Tom does write something, but it is not his second novel. Still wanting more time with his daughter, he keeps writing the letters meant for her even though the chance to see her properly seems to be getting slimmer. Right after consulting with his lawyer at one point, he screams out of frustration, and he feels more isolated as a foreigner suffocated by alien environment.
Meanwhile, two women approach to him in different directions. Through one meeting full of literary snobs, Tom comes across Margit(Kristin Scott Thomas), who is the wife of some famous Hungarian novelist he has heard about. This beautiful and mysterious woman gives him her calling card, and, being attracted to her beguiling charm, Tom calls her later and visits her house in the Fifth Arrondissement. They quickly become close to each other, but she looks too good to be true, and the piano score in the soundtrack hesitates even when they become more intimated with each other. Thomas’ nuanced performance slyly suggests something is not right about her character, and our suspicion increases more as an unexpected incident happens during the third act of the story.
On the opposite, Tom also engages in an earthlier relationship with Ania(Joanna Kulig), a young polish waitress working at Sezer’s cafe. She genuinely likes him and his novel, and there is a nice scene in which she reads his book translated in Polish to him while they are together in private. If he just wants, she will willingly become his muse although there is some complication in her private life.

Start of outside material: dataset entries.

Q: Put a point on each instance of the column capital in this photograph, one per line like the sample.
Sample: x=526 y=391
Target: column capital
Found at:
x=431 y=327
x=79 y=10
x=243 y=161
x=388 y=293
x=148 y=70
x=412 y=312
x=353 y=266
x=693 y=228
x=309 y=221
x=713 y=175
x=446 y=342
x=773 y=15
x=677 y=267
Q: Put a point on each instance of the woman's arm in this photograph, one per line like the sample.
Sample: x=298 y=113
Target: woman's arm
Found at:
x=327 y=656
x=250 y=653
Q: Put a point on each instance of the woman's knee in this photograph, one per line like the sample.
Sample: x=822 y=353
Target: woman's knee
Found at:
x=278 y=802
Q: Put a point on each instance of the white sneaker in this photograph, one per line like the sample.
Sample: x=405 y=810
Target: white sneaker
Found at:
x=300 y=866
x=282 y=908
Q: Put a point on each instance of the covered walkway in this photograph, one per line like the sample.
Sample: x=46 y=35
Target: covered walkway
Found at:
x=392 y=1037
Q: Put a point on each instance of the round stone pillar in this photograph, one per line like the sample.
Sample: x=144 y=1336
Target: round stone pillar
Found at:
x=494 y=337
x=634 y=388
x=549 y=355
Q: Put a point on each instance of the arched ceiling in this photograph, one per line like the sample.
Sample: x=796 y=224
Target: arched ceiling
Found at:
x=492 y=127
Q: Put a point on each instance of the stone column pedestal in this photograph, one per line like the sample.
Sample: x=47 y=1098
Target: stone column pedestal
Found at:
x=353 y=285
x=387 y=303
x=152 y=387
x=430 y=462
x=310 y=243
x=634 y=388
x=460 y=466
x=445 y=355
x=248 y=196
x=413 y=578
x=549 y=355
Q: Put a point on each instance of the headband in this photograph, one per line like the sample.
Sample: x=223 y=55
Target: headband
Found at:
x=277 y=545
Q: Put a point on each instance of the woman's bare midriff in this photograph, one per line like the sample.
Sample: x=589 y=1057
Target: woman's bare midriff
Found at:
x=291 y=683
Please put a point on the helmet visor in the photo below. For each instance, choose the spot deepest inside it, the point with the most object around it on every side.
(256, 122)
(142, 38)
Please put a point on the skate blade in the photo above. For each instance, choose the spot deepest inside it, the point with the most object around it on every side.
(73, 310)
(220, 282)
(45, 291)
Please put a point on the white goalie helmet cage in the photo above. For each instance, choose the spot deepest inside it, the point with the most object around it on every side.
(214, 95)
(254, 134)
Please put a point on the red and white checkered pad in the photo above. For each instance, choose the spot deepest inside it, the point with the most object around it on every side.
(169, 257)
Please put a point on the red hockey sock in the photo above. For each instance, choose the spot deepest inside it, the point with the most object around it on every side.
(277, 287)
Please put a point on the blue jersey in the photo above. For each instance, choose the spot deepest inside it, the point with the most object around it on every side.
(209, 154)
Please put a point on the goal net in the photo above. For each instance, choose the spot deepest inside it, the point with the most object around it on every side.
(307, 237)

The movie is based on Douglas Kennedy’s novel with the same name, and I heard from other critics that the movie is faithful to its source. I have not read the book, but I must say the director/adapter Pawel Pawlikowski does a good job of establishing the mood and then rolling it well along the plot to the ending which may make you scratch your head for many reasons. The movie serves us with one of the most unglamorous presentations of Paris, and it works effectively as the gloomy background for the hero filled with quiet depression.
I must confess that I am still not so sure about what happened in Tom’s past or what really happens in the story, and I think you will be disappointed if you expected a clean-cut mystery plot. There are indeed several loose ends demanding more explanation here and there in the film, but it keeps its melancholic heart intact below its seemingly mundane surface, and its confounding finale somehow feels right with its atmosphere.
Few weeks before watching this movie, I revisited Charlie Kaufman’s great film “Synecdoche, New York”(2008), and I observed that the movie resonates on emotional level despite puzzlement because it looks into the mind of someone sad, desperate, regretful, and fading. While not on the same level of “Synecdoche, New York”, “The Woman in the Fifth” works because of a similar reason; I still do not know much about Tom even in the end, but I think I experienced his melancholic state of mind a lot during my viewing. What a sad, desperate guy he is.